Phenomenological study of inhomogeneous interfacial ferroelectrics

摘要

Inhomogeneity in ferroelectrics can exist as undesirable defects in the single crystalline structure or as designable factors in the composite structure. Surface or interface is inhomogeneous in nature, and superlattices or mixed-phases are inhomogeneous under plan. Effects of the inhomogeneous interfacial layer on ferroelectric nonlinearity have been investigated using a time-dependent Ginzburg-Landau model based on phenomenological equation for a two-dimensional lattice of ferroelectric unit cells.
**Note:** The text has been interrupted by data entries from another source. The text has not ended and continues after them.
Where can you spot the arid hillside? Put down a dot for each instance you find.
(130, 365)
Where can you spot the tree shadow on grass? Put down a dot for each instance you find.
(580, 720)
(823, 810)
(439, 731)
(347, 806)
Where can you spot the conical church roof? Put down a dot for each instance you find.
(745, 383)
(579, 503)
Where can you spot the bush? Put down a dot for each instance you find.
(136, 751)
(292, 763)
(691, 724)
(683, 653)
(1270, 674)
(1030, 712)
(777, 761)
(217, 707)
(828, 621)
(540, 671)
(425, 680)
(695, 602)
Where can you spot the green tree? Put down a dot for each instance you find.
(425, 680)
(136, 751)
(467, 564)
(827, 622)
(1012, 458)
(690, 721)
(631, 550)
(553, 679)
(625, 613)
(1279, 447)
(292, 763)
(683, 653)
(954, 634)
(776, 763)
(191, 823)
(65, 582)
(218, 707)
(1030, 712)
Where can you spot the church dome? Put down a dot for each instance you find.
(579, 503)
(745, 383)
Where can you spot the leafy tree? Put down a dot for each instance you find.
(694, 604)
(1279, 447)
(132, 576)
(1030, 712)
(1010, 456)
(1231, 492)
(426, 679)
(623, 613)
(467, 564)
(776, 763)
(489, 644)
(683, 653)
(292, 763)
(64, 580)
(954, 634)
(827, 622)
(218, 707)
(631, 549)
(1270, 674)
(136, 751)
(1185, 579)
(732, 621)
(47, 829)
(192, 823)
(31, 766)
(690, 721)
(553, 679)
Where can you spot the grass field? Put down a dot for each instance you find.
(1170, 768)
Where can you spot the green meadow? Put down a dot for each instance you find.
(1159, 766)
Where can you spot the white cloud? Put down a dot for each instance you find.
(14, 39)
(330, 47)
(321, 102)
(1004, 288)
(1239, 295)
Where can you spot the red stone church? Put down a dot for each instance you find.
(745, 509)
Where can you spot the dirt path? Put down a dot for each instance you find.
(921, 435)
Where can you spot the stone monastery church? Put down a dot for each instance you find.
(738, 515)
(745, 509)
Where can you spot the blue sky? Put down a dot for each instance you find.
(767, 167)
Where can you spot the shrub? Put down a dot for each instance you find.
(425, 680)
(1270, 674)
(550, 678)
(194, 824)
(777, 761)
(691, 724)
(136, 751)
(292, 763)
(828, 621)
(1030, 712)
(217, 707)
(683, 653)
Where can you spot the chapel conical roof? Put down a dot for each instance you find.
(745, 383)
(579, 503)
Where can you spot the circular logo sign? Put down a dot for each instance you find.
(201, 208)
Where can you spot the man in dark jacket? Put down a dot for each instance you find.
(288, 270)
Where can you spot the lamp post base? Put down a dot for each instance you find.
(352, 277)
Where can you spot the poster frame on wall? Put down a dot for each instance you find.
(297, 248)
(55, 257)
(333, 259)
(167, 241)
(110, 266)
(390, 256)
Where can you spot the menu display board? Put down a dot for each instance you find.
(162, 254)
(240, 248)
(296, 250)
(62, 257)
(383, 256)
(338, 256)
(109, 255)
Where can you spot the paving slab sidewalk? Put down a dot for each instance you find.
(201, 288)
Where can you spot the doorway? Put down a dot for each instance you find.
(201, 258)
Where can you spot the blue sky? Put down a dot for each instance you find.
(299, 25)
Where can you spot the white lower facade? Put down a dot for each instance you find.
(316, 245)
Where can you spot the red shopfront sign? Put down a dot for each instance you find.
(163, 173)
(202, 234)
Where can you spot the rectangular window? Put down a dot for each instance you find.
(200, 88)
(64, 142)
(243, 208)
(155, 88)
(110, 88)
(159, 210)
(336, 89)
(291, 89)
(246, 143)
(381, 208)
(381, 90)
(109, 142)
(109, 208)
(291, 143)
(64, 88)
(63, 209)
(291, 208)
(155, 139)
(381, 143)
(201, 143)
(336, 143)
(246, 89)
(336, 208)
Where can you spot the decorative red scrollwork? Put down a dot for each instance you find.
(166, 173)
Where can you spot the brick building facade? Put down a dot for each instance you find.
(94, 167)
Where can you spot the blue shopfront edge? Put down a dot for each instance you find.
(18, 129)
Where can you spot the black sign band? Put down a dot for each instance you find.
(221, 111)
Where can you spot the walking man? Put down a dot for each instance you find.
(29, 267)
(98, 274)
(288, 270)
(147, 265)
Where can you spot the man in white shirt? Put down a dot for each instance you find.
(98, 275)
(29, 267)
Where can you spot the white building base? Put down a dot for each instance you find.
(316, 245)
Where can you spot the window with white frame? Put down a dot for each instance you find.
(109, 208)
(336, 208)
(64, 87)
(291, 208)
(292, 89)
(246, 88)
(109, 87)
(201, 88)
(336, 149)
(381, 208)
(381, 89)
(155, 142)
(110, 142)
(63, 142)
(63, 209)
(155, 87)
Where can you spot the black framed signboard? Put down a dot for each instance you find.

The simulation is based on Ba_(0.8)Sr_(0.2)TiO_3 (BST) with and without the inhomogeneous interfacial layer, e.g., nonswitchable fixed dielectric, switchable linear dielectric, or switchable nonlinear dielectric, and with and without Ginzburg-type gradient effect originated from the interactions between the BST and interfacial layers. Homogenization of the inhomogeneous systems is realized by the gradient effect allowing the gradual variation in polarization between the neighboring unit cells, and it heavily depends on the dielectric type of the interfacial layer-whether or not the gradient effect is applied to the interfacial layer. Effects of frequency, electric field type, depolarization, lattice strain, temperature, and thickness on the inhomogeneous nonlinearity are discussed.